The course covers the following topics:

  • Syntax
    • concrete syntax, abstract syntax
    • context-free grammars
    • derivations, ambiguity, disambiguation, associativity, priority
    • parsing, parse trees, abstract syntax trees, terms
    • pretty-printing
    • parser generation
    • syntactic editor services
  • Transformation
    • rewrite rules, rewrite strategies
    • simplification, desugaring
  • Statics
    • static semantics and type checking
      • name binding, name resolution, scope graphs
      • types, type checking, type inference, subtyping
      • unification, constraints
    • semantic editor services
  • Data-flow analysis
    • control-flow and data-flow
    • monotone frameworks, worklist algorithm
  • Dynamics
    • dynamic semantics and code generation
    • operational semantics, program execution
    • virtual machines, assembly code, byte code
    • code generation
    • memory management, garbage collection

Study Goals

The course formally consists of two courses.

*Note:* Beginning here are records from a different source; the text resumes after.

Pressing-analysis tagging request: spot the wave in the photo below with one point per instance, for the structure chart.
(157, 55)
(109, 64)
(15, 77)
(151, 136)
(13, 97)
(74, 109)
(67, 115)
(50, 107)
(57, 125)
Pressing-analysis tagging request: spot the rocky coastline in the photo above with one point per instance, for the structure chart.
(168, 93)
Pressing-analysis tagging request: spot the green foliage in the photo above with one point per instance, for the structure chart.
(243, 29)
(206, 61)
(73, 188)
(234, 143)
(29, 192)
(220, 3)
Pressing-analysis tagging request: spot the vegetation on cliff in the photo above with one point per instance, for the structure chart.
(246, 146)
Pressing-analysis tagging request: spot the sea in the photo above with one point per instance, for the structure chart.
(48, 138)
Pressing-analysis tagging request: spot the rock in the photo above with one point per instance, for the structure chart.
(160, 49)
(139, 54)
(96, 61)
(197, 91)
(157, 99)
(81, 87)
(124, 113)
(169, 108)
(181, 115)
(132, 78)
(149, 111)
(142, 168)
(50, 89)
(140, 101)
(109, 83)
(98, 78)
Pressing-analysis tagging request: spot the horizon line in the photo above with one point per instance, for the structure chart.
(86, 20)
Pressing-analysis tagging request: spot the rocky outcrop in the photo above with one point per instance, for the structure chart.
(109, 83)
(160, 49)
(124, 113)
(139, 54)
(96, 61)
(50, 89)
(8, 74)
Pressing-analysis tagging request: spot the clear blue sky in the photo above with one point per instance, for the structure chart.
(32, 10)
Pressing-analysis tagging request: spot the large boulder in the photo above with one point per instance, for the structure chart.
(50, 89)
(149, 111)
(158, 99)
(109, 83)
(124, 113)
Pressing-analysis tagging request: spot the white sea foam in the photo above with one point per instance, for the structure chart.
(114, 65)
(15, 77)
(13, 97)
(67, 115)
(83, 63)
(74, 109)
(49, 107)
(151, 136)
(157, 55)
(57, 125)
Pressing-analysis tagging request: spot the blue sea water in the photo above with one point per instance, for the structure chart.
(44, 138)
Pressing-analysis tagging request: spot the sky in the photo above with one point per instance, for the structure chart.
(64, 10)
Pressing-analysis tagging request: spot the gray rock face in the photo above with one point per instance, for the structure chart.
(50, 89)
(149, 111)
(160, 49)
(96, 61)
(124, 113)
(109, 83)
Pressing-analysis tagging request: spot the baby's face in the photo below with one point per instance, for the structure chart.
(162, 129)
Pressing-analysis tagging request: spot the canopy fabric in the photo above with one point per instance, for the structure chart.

In course CS4200-A (Compiler Construction) students study the concepts and techniques of compiler construction by reading papers and by making home work assignments that prepare for the exams. The course is examined by exams in November and January. After this course, students should be able to:

  • Describe the architecture of a compiler and programming environment and the role of each component of that architecture
  • Explain the basic concepts of the formalisms for the definition of the components of a compiler and apply these formalisms to define small languages
  • Explain the algorithms and techniques for the implementation of compiler components and apply these techniques to examples

In course CS4200-B (Compiler Construction Project) students apply the concepts and techniques from part A in the construction of a compiler for a small programming language. After this course students students should be able to

  • Define the syntax of a programming language using declarative syntax definition that describes the concrete and abstract syntax of a programming language
  • Define transformations on abstract syntax terms to simplify programs
  • Define basic editor services
  • Define the type system (name binding and typing rules) of a programming language using constraint generation rules
  • Define data-flow analyses using control-flow and data-flow rules
  • Define a code generator that translates source language abstract syntax trees to object language instructions using rewrite rules
  • Construct tests for each of the components of a compiler in order to determine its correctness
  • Integrate the components into a working compiler and programming environment

Expected Prior Knowledge

  • programming (required)
  • software engineering (advised)
  • programming languages (advised)
  • formal languages and automata (advised)

Literature

The literature for this course consists of papers from the research literature and software documentation.